Exclusive breast feeding is a novel concept for reducing the risk of HIV transmission; however, its protective effects against morbidity associated with gastrointestinal and respiratory disease are well established, and several biological mechanisms have been investigated to account for these effects.[110] The relevance of these mechanisms to reduced HIV transmission is as yet unknown, but they provide biological plausibility for the observed association. For example, exclusive breast feeding exposes the child to fewer bacterial contaminants and to a restricted range of food antigens. This may reduce immune activation in the gastrointestinal tract. Exclusive breast feeding also facilitates maturation of the infant’s gut and may assist in maintaining the integrity of the intestinal mucosal barrier.[110]

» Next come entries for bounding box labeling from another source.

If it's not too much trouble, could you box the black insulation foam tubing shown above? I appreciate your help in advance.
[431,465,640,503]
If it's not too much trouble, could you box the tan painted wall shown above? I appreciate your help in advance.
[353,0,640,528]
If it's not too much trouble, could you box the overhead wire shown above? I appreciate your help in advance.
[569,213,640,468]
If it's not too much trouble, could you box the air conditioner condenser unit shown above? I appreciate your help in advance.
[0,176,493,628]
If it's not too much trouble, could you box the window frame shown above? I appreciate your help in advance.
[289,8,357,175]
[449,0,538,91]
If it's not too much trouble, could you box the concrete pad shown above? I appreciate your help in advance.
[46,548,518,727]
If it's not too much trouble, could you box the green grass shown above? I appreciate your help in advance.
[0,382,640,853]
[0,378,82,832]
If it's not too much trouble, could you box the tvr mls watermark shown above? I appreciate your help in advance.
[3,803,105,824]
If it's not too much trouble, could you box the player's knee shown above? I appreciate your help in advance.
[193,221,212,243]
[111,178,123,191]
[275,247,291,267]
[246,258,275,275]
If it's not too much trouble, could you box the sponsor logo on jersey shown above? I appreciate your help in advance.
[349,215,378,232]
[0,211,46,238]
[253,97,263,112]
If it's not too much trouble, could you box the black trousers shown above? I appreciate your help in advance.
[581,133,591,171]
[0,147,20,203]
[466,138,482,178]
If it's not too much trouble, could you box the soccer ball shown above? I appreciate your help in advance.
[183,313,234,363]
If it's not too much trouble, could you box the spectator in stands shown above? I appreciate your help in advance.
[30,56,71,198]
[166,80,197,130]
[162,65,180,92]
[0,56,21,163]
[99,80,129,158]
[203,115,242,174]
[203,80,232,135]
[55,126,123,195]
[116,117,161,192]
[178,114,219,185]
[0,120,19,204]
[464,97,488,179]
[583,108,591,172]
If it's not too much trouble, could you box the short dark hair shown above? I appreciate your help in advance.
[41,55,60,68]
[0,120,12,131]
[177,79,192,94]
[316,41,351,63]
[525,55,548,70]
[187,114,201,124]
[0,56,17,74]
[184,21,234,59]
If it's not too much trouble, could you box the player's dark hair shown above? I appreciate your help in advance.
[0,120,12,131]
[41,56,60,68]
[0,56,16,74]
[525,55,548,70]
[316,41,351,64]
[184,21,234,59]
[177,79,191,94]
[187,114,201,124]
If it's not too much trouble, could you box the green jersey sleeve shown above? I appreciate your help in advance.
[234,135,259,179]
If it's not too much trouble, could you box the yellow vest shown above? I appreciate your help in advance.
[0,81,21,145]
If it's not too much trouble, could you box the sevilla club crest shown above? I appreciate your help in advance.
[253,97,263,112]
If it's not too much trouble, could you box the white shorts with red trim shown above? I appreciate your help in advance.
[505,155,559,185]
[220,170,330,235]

In the Durban study, after 6 months of age, new infections were detected among previously exclusively breast-fed infants, if breast feeding continued supplemented with other foods and liquids.[109] One way to avoid such late postnatal infections, after breast feeding can no longer be exclusive, is abrupt cessation of all breast feeding. Early cessation of breast feeding has been floated as an option to reduce postnatal HIV transmission but it has not yet garnered sufficient enthusiasm to spur an evaluation of its capacity to reduce mother-to-child HIV transmission. Although there are continuing benefits of longer duration of breast feeding (>6 months) on infectious disease morbidity and mortality, on child cognitive development, and on extending postpartum amenorrhea, protection accorded by breast feeding from severe and life-threatening conditions is greatest in the first few months of life.[111113] In part, the lack of enthusiasm for early cessation of breast feeding may be because, on its own, it provides no means to reduce early postnatal HIV transmission. If, however, the protective benefits of exclusive breast feeding on postnatal transmission during the first few months of life are supported by further studies, short exclusive breast feeding may be the optimal infant feeding practice. Empiric testing of the safety and efficacy of the concept is of course essential. A concern was raised that breast feeding may have a detrimental effect on the health of HIV-infected mothers.[114] This was not confirmed in another study;[115] however, it is important that studies of interventions to reduce HIV transmission to the infant also include careful evaluation of the effect of these interventions on maternal health.

The practicality of achieving exclusive breast feeding among a large proportion of women should not be underestimated. Many barriers to exclusive breast feeding outside the HIV context have been identified, including cultural traditions, work outside the home, maternal health, and perceptions of insufficient milk production.[110] HIV-infected women may be more receptive to modification of infant-feeding practices (given the emotional salience of HIV infection), but additional social, psychological and material barriers may reduce the impact of educational interventions. Food insecurity may contribute as a major impediment to shortening the duration of breast feeding, since in many developing countries, breast feeding continues to provide many children older than 6 months with substantial proportions of their nutrition. Independent of HIV prevention, several studies have demonstrated that it is possible to achieve significant improvements in the uptake and duration of exclusive breast feeding with modest educational interventions.[116118]

3. Conclusions

Several interventions have been shown to be beneficial in reducing mother-to-child HIV transmission in utero, intrapartum and postnatally. Establishing high-quality programs to implement these effective interventions is now the challenge for years to come.

Prevention of mother-to-child HIV infection also cannot be separated from efforts to prevent HIV infection in adults. Prevention of HIV infection in the mothers and fathers of future generations remains the best means of preventing HIV infection in children.